Птица войны - Кондратов Эдуард Михайлович - Страница 10
- Предыдущая
- 10/66
- Следующая
— Смотри! Они готовятся к войне! — перебил его Генри, вытягивая шею.
Их вели вдоль изгороди, достаточно редкой, чтобы через зазоры между жердями можно было рассмотреть, что творится в деревне. Она была озарена огнями огромных, рвущихся к небу костров. Толпы вооруженных копьями и палицами воинов бродили от хижины к хижине, от костра к костру. Откуда-то доносилась пронзительная музыка, время от времени слышались взрывы смеха, вопли и крики. Порой сидящие у костра ваикато вскакивали и, подпрыгивая, потрясали оружием.
У ворот прибывших встретили закутанные в одеяла воины с ружьями в руках.
— Хаэре маи! — приветствовал их костлявый и, подойдя, потерся с начальником стражи носом о нос.
— Ты удачлив, Те Реви Акиту, — одобрительно проговорил тот, мимолетно оглядев пленных.
— Где вождь? — нетерпеливо спросил костлявый.

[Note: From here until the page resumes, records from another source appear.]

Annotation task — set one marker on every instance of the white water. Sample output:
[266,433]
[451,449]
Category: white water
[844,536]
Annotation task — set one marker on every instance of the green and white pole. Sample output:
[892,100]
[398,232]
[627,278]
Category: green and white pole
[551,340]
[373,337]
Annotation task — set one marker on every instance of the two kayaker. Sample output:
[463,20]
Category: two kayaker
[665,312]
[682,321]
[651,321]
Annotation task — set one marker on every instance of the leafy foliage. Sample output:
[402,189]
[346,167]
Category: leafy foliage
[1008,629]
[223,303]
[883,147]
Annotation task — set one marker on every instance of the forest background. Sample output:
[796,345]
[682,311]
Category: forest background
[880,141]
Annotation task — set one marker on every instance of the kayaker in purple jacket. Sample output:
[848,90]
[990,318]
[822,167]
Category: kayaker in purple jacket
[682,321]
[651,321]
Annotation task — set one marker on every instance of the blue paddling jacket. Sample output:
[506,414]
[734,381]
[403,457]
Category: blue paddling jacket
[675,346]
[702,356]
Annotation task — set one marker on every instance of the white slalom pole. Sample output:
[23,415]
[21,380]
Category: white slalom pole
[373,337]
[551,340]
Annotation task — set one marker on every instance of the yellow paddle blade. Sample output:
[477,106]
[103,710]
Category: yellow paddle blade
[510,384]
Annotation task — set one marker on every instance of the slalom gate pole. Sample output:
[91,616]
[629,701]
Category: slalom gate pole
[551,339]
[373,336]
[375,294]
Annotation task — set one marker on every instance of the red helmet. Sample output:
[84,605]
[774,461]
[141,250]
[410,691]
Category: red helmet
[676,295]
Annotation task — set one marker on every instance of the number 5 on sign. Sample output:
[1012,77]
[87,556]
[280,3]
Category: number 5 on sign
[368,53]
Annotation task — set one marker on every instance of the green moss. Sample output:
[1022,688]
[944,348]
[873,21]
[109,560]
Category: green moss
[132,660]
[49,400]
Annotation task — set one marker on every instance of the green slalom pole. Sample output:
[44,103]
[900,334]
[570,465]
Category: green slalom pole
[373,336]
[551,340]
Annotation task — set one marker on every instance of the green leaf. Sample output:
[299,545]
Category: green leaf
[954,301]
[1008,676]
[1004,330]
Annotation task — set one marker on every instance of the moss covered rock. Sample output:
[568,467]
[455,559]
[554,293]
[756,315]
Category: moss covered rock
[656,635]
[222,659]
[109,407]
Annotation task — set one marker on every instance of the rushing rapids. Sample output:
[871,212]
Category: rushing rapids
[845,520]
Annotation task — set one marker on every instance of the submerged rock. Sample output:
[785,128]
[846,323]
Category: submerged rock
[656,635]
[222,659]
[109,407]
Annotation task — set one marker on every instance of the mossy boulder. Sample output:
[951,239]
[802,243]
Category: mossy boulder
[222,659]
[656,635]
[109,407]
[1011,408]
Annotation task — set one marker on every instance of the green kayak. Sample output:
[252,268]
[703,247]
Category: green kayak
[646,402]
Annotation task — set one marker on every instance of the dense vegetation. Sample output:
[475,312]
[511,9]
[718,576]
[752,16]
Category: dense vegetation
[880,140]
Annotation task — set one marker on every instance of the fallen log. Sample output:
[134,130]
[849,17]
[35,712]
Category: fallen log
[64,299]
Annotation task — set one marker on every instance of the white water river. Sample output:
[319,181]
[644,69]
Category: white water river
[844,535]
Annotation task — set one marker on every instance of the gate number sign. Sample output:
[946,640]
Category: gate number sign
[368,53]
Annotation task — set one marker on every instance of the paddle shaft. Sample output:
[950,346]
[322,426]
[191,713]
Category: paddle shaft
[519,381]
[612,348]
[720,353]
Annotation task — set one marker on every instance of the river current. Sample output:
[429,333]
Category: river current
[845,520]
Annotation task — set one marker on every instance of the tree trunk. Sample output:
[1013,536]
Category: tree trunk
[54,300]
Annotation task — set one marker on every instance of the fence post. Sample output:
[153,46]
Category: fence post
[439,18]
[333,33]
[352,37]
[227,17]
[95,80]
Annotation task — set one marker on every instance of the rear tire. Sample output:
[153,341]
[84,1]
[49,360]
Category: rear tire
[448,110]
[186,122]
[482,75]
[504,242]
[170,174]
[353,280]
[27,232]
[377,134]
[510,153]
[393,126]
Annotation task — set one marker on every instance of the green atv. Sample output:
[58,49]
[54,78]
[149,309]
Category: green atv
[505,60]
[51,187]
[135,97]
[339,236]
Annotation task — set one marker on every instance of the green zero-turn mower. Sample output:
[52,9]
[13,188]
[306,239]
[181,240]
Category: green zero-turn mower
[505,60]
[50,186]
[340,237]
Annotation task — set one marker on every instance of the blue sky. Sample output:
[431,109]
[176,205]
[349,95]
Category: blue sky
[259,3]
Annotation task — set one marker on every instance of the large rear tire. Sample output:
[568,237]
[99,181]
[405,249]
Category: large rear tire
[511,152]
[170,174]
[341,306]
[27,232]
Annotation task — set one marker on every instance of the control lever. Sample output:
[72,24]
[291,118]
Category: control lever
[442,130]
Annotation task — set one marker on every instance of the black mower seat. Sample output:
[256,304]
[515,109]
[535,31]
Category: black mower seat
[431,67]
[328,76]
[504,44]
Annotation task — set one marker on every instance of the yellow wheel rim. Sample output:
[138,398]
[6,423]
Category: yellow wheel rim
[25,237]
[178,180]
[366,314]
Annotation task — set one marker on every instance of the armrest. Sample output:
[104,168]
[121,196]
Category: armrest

— Великий арики Хеухеу-о-Мати занят, — значительно произнес начальник стражи, — вожди четырех прибрежных деревень сейчас советуются с ним в священном доме собраний. Они пришли вместе с воинами, когда солнце стояло, как столб. Быть большому походу, Те Реви Акиту!
Костлявый обрадованно тряхнул головой и, обернувшись к своему отряду, жестом приказал вести пленных в деревню.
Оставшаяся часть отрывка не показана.